Versão radiofónica: aqui
Há dias vinha a chegar ao Alto das Covas, de onde partem as marchas de São João e desce o traçado de Angra-Património Mundial, quando deparei com um desfile de universitários em modo de praxe. Os garotos eram conduzidos como uma manada, pelo que supus tratar-se de gente de Agronomia ou Zootecnia, os mesmos cursos do pólo local que, noutros anos, têm adornado os rapazes de cornaduras de toiros de corrida e pendurado ao peito das raparigas generosos úberes em torno dos quais se espraiam as malhas inconfundíveis de uma Holstein-frísia.
Seja como for, o gado seguia ordeiro, de modo que os bordões brandidos em volta, por entre batinas enxovalhadas, eram para enfeitar.
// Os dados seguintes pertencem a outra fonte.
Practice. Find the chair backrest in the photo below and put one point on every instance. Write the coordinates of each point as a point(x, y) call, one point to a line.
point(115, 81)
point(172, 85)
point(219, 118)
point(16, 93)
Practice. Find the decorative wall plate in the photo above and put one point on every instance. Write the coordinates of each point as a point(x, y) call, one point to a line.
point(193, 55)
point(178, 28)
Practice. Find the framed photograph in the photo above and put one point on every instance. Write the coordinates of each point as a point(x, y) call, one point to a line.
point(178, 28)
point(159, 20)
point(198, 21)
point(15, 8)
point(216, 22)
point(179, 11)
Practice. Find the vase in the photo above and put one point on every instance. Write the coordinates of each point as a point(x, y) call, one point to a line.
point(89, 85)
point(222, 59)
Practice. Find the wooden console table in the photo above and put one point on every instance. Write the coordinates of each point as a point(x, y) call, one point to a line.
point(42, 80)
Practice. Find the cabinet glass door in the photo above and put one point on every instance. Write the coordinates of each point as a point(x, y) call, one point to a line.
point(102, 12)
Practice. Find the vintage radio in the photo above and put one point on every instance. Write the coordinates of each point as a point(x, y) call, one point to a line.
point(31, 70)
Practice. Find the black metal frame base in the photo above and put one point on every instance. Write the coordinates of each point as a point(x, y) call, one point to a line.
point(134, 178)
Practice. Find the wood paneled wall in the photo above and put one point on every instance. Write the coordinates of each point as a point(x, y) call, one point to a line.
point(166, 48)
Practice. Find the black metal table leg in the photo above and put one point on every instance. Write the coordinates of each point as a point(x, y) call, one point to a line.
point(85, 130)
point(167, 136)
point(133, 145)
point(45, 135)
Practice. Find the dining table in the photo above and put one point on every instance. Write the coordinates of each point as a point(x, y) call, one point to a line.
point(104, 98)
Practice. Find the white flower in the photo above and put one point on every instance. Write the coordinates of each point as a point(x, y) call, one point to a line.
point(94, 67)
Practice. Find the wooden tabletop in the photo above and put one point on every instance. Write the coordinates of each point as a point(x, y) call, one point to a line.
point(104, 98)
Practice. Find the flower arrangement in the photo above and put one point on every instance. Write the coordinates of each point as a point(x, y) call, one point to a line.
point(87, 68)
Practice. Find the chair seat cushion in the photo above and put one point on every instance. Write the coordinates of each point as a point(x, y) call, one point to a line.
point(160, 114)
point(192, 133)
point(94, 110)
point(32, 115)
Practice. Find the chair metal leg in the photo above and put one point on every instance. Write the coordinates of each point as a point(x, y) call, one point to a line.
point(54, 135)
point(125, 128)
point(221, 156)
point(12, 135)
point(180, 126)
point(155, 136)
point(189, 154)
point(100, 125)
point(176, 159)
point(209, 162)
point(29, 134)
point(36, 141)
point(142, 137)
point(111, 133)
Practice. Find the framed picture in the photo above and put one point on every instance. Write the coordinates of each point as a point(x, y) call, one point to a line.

Ora, ia eu a libertar o meu suspiro habitual, “Que grande estupidez…”, quando me vi acometido de uma inusitada ternura. Avançava a manada, como um comboio de lagartas às quais bastasse o conforto de seguirem atrás da lagarta à frente, e eu engolindo em seco. E, de repente, já não era 2019 mas 1992, e o lugar já não era o Alto das Covas mas os jardins de Belém – e eu também já não era este barbudo de meia idade, urgente de gastar um frasco de desodorizante por semana e de lavar os dentes quatro vezes ao dia, mas um rapaz tímido e arrogante, temeroso de deixar escapar um gesto que denunciasse a minha pequenez e ávido de aprender o que pudesse livrar-me dela.
Nós todos, caminhando rua fora como um rebanho – atados uns aos outros por uma corda que nos trespassava pelas carcelas.
Agora que penso nisso, houve outros dias – outras tropelias –, mas nenhum como esse. Suponho que tenha gostado, não só porque me casei com a rapariga que marchava logo atrás, atada à minha carcela, como porque ainda hoje me chateia não ter ganhado o concurso do Mister Caloiro que as veteranas organizaram em frente aos Jerónimos. Até uma dieta eu havia feito – o que é que tinham as patilhas do Vítor Matos assim de tão especial?
E, de súbito, pergunto-me: em que idade, exactamente, um homem deixa de deplorar a estupidez dos outros para passar a ter saudades de quando era estúpido também? Em que idade começa a correr diariamente para um ginásio, ansioso por suar como um paquiderme como se, com isso, enganasse o tempo? Em que idade passa a conferir a necrologia no jornal – até a criar no seu browser um separador só com os sites das agências funerárias em volta?
O que procurará esse homem, afinal, quando confere os mortos? Uma sucessão de rostos de velho, prova possível de que, para ele, ainda falta muito? Rostos de homens da sua idade, a celebração tristonha de que, apesar de tudo, já vive mais do que eles?
Enfim, talvez a mim me tenha marcado em demasia haver encontrado entre esses rostos, aqui há um ano ou dois, o do Carlinhos, que ainda anteontem era o ponta-de-lança da nossa equipa de juniores. “Morreu do quê?”, perguntei ao Macaco. Não morrera de nada: de acidente nenhum, nem sequer de cancro, apenas de muitos anos de má vida.
“Muitos anos.” Como é que nós chegámos aqui? E como pode isso ter um tão grande peso sobre nós, de repente, que até uma dita praxe académica, já com cadastro até de homicídio, possa inundar-nos de ternura?
Não sei. Sei que há um tempo para se ser estúpido e que hoje tive saudades dele. No tempo em que somos estúpidos, tudo pode ainda acontecer.